[Intel-xe] [PATCH v12 00/13] xe_device_mem_access fixes and related bits

Matthew Auld matthew.auld at intel.com
Fri Jun 30 11:07:44 UTC 2023


On 30/06/2023 07:21, Dixit, Ashutosh wrote:
> On Mon, 26 Jun 2023 03:50:38 -0700, Matthew Auld wrote:
>>
>> Main goal is to fix the races in xe_device_mem_access_get(). With that fixed we
>> can clean up some hacks and also start rolling it out to more places that need
>> it, including now asserting it around every mmio access. We also add lockdep
>> annotations for xe_device_mem_access_get() and fix the remaining lockdep
>> fallout.
>>
>> v11 -> v12:
>>    - freq_rpe_show also needs the device to be awake
>>    - Improvements to the lockdep annotation patch
> 
> Just FYI, fwiw this is from my local branch, but even with this series I am
> seeing this on DG2. Probe is fine but as soon as my IGT (perf) runs the
> trace below spews out. The unit test runs fine on RPLP. If there's a
> temporary workaround for this I'd like to know. Thanks.
> 
> -Ashutosh
> 
> [  486.110571] xe: loading out-of-tree module taints kernel.
> [  486.131776] xe 0000:03:00.0: vgaarb: deactivate vga console
> [  486.133136] GT topology dss mask (geometry): 00000000,0000ff00
> [  486.133139] GT topology dss mask (compute):  00000000,0000ff00
> [  486.133141] GT topology EU mask per DSS:     0000ffff
> [  486.133636] xe 0000:03:00.0: [drm] VISIBLE VRAM: 0x0000004000000000, 0x0000000200000000
> [  486.133686] xe 0000:03:00.0: [drm] VRAM[0, 0]: 0x0000004000000000, 0x000000017c800000
> [  486.133688] xe 0000:03:00.0: [drm] Total VRAM: 0x0000004000000000, 0x0000000180000000
> [  486.133690] xe 0000:03:00.0: [drm] Available VRAM: 0x0000004000000000, 0x000000017c800000
> [  486.195204] xe 0000:03:00.0: [drm] Using GuC firmware (70.5) from i915/dg2_guc_70.bin
> [  486.198192] xe 0000:03:00.0: [drm] HuC disabled
> [  486.241959] xe 0000:03:00.0: [drm] ccs0 fused off
> [  486.241964] xe 0000:03:00.0: [drm] ccs2 fused off
> [  486.241965] xe 0000:03:00.0: [drm] ccs3 fused off
> [  486.242509] xe REG[0x223a8-0x223af]: allow read access
> [  486.242606] xe REG[0x1c03a8-0x1c03af]: allow read access
> [  486.242708] xe REG[0x1d03a8-0x1d03af]: allow read access
> [  486.242826] xe REG[0x1c83a8-0x1c83af]: allow read access
> [  486.242945] xe REG[0x1d83a8-0x1d83af]: allow read access
> [  486.243033] xe REG[0x1c3a8-0x1c3af]: allow read access
> [  486.306291] [drm] Initialized xe 1.1.0 20201103 for 0000:03:00.0 on minor 0
> [  486.309344] insmod (3290) used greatest stack depth: 10936 bytes left
> [  487.559809] xe 0000:03:00.0: [drm] GT0: suspended

Device hits runtime suspend after probing the device. Looks normal so far...

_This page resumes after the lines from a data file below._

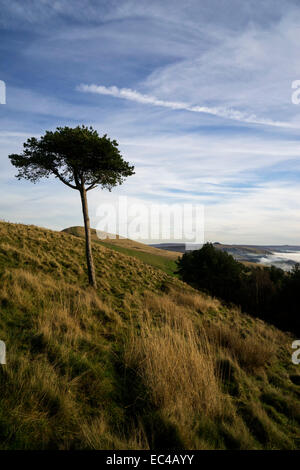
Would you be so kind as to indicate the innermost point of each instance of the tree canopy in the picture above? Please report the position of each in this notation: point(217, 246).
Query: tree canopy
point(76, 156)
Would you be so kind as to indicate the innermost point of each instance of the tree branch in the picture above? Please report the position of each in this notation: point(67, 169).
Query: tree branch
point(63, 180)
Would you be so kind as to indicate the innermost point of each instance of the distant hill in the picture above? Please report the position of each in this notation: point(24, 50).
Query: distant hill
point(143, 362)
point(161, 259)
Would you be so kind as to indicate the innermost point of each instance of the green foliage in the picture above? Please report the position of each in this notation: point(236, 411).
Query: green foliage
point(268, 293)
point(77, 156)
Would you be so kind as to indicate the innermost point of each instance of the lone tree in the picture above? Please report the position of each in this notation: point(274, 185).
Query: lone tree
point(79, 158)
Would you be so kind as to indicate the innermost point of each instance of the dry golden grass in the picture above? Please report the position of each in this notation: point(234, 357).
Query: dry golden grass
point(109, 369)
point(249, 350)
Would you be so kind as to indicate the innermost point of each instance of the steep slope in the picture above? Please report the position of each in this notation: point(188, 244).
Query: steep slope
point(161, 259)
point(144, 362)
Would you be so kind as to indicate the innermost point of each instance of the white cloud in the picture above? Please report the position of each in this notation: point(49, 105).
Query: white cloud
point(132, 95)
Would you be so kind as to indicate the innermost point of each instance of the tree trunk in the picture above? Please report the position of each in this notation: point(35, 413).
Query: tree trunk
point(88, 244)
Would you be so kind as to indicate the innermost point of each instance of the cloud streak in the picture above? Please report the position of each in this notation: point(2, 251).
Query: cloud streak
point(227, 113)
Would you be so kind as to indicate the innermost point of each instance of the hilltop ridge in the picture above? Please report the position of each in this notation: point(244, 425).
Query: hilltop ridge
point(144, 361)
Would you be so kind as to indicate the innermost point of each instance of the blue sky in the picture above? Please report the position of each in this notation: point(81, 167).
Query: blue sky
point(198, 94)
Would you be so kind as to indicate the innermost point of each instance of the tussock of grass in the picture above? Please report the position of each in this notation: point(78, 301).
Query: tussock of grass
point(144, 362)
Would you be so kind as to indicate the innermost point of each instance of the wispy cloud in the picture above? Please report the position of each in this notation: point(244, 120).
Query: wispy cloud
point(228, 113)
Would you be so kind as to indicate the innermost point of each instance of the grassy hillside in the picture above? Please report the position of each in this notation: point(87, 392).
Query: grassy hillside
point(143, 362)
point(161, 259)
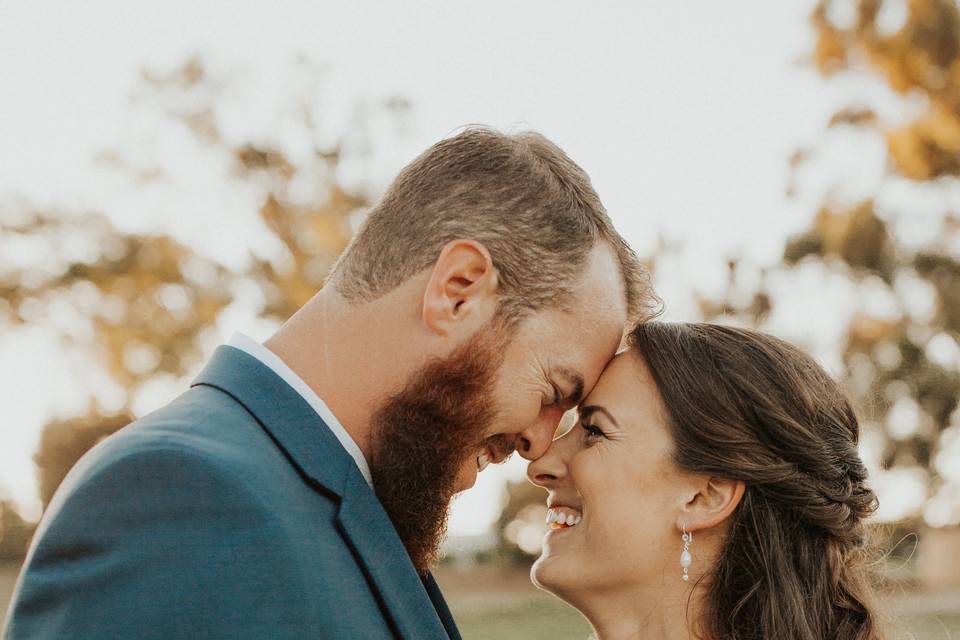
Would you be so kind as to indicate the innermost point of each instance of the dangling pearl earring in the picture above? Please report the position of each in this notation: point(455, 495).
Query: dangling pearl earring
point(685, 558)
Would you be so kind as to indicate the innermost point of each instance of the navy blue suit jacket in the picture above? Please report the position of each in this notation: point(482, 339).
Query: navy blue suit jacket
point(233, 512)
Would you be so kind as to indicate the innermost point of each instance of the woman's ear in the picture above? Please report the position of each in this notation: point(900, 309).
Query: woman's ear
point(711, 504)
point(462, 288)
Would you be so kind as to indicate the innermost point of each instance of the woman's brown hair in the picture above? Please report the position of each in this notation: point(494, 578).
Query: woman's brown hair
point(746, 406)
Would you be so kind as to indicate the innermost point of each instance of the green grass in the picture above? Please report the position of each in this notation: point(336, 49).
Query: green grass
point(504, 606)
point(539, 619)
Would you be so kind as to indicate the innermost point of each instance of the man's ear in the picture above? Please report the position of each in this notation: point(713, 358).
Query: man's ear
point(711, 504)
point(462, 288)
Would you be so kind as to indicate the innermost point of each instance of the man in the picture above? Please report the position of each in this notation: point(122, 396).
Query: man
point(300, 487)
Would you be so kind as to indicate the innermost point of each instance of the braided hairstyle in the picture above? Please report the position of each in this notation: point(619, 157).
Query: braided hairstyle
point(746, 406)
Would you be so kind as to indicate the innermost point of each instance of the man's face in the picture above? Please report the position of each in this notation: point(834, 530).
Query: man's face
point(505, 389)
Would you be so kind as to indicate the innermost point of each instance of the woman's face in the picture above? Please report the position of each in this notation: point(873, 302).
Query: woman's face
point(612, 475)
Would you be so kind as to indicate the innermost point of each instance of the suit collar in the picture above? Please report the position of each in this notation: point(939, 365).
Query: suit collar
point(416, 608)
point(284, 414)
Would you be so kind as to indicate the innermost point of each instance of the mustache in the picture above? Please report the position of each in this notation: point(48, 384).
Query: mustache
point(502, 445)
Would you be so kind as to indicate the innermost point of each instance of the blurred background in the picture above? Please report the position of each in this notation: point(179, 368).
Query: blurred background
point(173, 172)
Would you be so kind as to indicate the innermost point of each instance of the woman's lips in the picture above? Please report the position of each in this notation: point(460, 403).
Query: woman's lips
point(563, 517)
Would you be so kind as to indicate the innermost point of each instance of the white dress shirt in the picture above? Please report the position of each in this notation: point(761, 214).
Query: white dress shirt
point(270, 359)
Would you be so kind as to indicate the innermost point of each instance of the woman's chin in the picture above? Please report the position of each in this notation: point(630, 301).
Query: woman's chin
point(543, 574)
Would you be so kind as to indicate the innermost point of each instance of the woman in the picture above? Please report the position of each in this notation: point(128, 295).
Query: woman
point(711, 489)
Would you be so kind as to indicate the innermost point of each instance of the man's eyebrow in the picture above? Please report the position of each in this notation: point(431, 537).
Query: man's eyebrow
point(587, 411)
point(575, 380)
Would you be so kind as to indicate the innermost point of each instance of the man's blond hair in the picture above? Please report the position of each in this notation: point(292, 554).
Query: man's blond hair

> [  500.096224] [IGT] perf: executing
> [  502.830435] pcieport 0000:01:00.0: not ready 1023ms after resume; giving up
> [  502.832901] pcieport 0000:01:00.0: Unable to change power state from D3cold to D0, device inaccessible
> [  502.835939] pcieport 0000:02:01.0: Unable to change power state from D3cold to D0, device inaccessible
> [  502.836769] pcieport 0000:02:04.0: Unable to change power state from D3cold to D0, device inaccessible
> [  505.070434] xe 0000:03:00.0: not ready 1023ms after resume; giving up
> [  505.071074] xe 0000:03:00.0: Unable to change power state from D3cold to D0, device inaccessible

And here we are tying to resume the device. This is still deep in PCI 
stuff, and it's already looking bad since the device is unable to exit 
from D3cold. Also we shouldn't even be in D3cold here (it implies PCI 
device is powered off), but only D3hot. For reference on my DG2 it only 
goes from D0 -> D3hot on runtime suspend and D3hot -> D0 on runtime 
resume. D3cold is explicitly disabled for now with rpm as per 
xe->d3cold_allowed. But even so, it's unclear why it can't restore power 
and get back to D0 (device is maybe unresponsive/dead?). Although even 
if it did get as far as the driver part of the resume it would still be 
all kinds of broken since VRAM has been nuked.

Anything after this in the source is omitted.